Benfica

Luisão volta à carga no caso Prestianni: «O Benfica vive uma crise moral

Antigo capitão das águias diz que o clube não mostrou "interesse genuíno em apurar os acontecimentos após uma denúncia tão grave"

Luisão, antigo central e capitão do Benfica, voltou à carga nesta quinta-feira com mais críticas à postura do Benfica no caso dos alegados insultos racistas de Prestianni a Vinícius Jr. no jogo da Luz. “Não posso esconder a minha preocupação diante da postura adotada pelo clube nas acusações de racismo feitas por Vini Jr. a um dos nossos atletas. Para o meu espanto, a reação institucional foi de adesão imediata ao discurso do jogador acusado, sem que, aparentemente, houvesse qualquer interesse genuíno em apurar os acontecimentos após uma denúncia tão grave”, começa por escrever o brasileiro num longo post no Instagram.

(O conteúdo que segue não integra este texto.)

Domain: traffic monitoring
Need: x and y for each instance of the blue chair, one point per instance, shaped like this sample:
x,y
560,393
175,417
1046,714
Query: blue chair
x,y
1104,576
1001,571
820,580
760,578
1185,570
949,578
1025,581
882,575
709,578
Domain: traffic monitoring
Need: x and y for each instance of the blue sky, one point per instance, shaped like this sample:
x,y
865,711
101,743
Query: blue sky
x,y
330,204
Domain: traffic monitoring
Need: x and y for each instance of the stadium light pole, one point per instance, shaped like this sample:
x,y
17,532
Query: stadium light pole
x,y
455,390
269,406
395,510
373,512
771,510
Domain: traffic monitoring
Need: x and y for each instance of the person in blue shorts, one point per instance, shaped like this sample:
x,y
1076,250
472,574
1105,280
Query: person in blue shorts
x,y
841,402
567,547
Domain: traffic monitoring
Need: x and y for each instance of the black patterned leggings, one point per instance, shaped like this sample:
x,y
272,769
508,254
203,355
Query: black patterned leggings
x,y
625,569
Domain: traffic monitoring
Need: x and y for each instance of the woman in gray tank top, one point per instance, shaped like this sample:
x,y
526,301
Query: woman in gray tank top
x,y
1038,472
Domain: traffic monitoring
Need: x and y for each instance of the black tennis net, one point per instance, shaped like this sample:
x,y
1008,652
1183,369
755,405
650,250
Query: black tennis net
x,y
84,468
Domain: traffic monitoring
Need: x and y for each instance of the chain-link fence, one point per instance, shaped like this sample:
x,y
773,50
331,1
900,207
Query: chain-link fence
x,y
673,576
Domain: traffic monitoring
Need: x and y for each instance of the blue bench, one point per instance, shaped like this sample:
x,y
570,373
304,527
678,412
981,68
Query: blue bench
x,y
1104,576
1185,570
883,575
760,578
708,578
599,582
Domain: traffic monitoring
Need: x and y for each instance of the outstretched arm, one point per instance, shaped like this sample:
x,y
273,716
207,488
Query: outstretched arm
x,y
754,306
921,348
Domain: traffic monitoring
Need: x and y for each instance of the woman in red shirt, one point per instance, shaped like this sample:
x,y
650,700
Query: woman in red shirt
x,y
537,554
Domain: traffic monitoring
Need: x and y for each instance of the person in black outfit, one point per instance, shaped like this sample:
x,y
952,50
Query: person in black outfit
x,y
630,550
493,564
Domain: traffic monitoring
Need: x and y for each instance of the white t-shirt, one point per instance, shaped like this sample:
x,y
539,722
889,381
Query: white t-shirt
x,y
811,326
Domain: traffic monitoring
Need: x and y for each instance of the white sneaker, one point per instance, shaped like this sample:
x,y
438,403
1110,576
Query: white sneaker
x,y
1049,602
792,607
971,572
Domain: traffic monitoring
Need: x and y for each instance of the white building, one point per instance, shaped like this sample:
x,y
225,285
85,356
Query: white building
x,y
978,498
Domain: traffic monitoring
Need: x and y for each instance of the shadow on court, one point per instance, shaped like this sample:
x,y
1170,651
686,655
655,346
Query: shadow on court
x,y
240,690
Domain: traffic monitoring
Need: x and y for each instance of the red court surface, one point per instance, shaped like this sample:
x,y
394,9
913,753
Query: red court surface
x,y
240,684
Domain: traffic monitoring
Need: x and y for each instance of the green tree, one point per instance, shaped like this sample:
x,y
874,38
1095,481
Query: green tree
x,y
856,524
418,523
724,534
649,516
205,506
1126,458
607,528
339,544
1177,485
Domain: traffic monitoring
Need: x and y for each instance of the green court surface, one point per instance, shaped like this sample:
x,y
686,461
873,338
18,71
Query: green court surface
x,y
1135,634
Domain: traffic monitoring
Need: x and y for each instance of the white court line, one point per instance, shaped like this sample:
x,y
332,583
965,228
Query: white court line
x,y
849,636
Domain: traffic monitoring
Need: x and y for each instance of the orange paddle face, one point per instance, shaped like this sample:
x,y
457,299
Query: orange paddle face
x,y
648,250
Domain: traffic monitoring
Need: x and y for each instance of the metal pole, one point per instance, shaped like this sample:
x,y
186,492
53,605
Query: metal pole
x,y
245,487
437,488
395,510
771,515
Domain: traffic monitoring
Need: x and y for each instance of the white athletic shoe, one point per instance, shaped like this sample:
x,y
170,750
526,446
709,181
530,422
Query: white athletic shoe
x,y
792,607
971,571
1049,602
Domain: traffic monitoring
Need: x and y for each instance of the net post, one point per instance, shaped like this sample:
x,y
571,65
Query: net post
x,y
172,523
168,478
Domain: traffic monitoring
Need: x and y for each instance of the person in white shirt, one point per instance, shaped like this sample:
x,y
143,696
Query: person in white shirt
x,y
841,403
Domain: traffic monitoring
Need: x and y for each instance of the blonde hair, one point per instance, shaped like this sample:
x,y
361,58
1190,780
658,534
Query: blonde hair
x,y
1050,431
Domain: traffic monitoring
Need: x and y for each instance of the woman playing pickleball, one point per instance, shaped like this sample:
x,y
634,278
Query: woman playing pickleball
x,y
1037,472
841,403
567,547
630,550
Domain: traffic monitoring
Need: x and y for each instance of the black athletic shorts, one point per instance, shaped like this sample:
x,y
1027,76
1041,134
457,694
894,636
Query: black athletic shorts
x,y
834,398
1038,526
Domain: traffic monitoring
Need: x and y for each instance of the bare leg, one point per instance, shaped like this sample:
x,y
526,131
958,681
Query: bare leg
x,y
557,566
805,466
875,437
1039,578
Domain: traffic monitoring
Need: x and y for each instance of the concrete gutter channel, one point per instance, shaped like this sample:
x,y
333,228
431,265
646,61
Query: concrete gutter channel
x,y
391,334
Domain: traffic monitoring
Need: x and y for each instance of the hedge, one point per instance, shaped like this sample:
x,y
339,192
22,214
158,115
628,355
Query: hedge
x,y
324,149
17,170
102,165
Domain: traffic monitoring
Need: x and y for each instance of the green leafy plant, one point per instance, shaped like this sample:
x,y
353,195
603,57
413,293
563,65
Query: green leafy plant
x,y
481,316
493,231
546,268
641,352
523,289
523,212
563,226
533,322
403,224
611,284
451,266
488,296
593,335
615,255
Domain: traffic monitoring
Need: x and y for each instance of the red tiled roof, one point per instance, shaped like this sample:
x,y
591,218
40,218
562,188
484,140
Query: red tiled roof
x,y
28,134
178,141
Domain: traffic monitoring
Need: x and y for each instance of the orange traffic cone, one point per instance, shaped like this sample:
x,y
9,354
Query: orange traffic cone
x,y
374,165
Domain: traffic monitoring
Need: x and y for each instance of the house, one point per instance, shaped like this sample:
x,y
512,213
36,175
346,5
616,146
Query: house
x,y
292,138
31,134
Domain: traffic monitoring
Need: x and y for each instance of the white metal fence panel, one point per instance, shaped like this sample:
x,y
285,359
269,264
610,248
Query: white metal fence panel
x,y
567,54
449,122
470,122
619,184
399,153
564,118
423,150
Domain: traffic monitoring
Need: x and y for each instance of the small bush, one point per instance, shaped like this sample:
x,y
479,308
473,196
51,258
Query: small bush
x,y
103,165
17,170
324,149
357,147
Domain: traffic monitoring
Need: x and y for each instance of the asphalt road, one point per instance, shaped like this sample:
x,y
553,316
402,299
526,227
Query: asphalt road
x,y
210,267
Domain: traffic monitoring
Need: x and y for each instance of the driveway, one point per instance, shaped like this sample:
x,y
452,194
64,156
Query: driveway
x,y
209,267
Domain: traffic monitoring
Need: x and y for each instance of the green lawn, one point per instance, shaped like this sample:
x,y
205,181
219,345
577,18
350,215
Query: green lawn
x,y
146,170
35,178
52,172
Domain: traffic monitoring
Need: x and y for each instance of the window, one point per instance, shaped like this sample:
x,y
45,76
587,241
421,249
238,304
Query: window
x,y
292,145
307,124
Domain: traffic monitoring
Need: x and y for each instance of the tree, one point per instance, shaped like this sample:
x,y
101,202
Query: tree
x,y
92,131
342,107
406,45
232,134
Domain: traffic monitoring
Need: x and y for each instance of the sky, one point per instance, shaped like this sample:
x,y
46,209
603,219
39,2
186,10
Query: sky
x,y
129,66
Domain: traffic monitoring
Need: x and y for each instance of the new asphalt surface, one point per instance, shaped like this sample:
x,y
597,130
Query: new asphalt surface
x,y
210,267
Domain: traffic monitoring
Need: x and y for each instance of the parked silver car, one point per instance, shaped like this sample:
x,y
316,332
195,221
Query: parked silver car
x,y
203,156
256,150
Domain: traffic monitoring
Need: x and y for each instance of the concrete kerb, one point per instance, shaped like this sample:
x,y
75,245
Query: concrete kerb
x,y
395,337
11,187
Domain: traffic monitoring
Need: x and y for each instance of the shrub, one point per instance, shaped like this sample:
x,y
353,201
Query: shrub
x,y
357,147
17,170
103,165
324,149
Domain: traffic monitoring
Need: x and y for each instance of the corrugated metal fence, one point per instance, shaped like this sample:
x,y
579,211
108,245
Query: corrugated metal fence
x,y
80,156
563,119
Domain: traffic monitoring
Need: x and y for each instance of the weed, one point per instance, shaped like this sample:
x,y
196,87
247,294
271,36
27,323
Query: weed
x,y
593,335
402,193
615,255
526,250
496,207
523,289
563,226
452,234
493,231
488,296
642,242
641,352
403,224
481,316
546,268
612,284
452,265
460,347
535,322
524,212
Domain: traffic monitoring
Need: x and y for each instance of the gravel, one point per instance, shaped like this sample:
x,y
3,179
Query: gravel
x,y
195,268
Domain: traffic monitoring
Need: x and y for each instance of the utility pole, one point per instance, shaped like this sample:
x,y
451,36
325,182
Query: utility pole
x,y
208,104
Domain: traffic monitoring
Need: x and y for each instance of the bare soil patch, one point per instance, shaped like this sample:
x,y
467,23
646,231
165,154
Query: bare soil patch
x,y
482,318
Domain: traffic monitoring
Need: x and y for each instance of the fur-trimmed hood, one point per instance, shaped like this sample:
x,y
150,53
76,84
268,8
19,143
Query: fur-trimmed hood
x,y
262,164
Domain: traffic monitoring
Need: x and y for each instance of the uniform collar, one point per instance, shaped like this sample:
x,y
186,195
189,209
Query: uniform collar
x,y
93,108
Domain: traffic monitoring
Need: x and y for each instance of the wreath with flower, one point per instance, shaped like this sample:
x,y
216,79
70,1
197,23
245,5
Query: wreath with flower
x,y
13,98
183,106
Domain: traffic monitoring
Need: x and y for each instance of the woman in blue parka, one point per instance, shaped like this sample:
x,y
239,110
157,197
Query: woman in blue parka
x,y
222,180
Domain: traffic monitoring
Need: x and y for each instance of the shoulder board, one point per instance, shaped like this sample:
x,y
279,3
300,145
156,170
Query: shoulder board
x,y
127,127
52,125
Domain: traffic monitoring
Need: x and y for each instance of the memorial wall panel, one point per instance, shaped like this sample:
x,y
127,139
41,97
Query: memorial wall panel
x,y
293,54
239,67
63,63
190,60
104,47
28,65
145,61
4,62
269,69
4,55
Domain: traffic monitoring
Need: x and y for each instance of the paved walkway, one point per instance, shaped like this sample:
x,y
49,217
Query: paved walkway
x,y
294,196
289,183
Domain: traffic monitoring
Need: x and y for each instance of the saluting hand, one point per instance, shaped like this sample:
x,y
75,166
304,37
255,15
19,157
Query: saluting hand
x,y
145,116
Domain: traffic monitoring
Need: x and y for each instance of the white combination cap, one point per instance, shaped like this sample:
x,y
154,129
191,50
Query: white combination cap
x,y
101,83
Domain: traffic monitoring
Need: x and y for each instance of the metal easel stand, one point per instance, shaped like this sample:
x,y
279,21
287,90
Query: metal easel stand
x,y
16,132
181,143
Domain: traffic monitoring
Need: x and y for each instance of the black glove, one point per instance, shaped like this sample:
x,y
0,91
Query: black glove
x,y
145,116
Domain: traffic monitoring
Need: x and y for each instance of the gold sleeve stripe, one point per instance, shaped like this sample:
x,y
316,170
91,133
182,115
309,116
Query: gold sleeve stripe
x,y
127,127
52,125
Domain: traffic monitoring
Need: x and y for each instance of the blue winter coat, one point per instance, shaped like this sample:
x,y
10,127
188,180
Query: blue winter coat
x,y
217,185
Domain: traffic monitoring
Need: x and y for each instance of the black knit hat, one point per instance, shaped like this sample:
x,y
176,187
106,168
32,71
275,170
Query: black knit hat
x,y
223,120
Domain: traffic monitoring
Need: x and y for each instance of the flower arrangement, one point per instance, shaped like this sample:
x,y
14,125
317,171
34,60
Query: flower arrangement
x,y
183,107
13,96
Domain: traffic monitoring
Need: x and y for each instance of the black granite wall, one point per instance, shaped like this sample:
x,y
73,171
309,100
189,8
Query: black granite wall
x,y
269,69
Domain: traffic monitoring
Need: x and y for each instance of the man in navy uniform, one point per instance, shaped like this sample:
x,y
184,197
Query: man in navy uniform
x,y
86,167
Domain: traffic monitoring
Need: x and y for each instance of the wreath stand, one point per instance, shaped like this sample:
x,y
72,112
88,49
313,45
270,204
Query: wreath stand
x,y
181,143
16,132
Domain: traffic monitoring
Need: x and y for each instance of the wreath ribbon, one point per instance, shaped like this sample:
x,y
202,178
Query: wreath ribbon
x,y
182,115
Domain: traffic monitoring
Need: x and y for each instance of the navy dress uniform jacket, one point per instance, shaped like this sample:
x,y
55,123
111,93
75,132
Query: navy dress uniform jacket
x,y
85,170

“O uso da imagem de Eusébio, nossa maior lenda, como um escudo que supostamente blinda o clube de ser falível no combate ao racismo foi no mínimo doloroso, assim como as inúmeras tentativas de descredibilizar a vítima”, prosseguiu Luisão, acrescentando: “O Benfica sempre foi maior do que qualquer circunstância, qualquer jogador, dirigente ou momento. Sempre se apresentou como uma instituição de valores, de dimensão humana e de responsabilidade histórica. Foi assim que eu aprendi e que vivi desde o momento em que cheguei à Luz, em 2003, quando o clube vivia uma de suas maiores crises desportivas.”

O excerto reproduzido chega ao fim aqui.